IT is driving major advances in many areas of science, which increasingly relies on computing in collecting, storing and analysing huge volumes of data such as computationally intensive simulations of new physical phenomena. So it's an exciting time to combine computer science with any of the emerging or traditional areas of science.
This double degree course will provide you with a highly transferable set of skills and knowledge. It develops your scientific thinking skills, including critical analysis and problem-solving ability, and adds computational and complex IT skills, maximising opportunities for employment related to information technology and science.
NOTE: For learning outcomes and other relevant information of this double degree, refer to the single degree entries:
The requirements below detail what you must study in order to complete this double degree course and receive the awards.
The course progression mapcourse progression map (http://www.monash.edu.au/pubs/2019handbooks/maps/map-s2004.pdf) provides guidance on unit enrolment for each semester of study.

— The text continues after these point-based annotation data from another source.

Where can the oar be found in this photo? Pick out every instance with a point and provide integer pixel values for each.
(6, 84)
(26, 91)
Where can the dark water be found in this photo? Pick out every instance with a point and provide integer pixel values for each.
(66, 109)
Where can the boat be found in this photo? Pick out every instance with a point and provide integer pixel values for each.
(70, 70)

Units are 6 points unless otherwise stated. You must complete 192 points:
1. 96 points must be completed in Parts A and B as described below in Bachelor of Science component, of which:
- at least 30 points and no more than 36 points of level 1 units must be completed
- at least 60 points must be completed at levels 2 and 3
- at least 24 points must be completed at level 3
- you must complete the level one sequences at stage one before enrolling in level two science units
Note 1: You cannot complete a minor, major or extended major in Computational science under the Science component.
2. 96 points must be completed in Parts A, B, C, D and E as described below in Bachelor of Computer Science component, of which:
- no more than 36 points of level 1 units can be completed
- at least 36 points must be completed at level 3
Bachelor of Science is a comprehensive course and it will provide you with a broad, general science education, as well as specialist training in one or more science disciplines.
Part A. Science specified study (48 points)
This will provide you with the mathematical or statistical foundation for your study of science and address the nature of science and its communication. It will also expose you to different science disciplines contributing breadth to your understanding of science and giving you the opportunity to learn about several disciplines before finalising your choice of major.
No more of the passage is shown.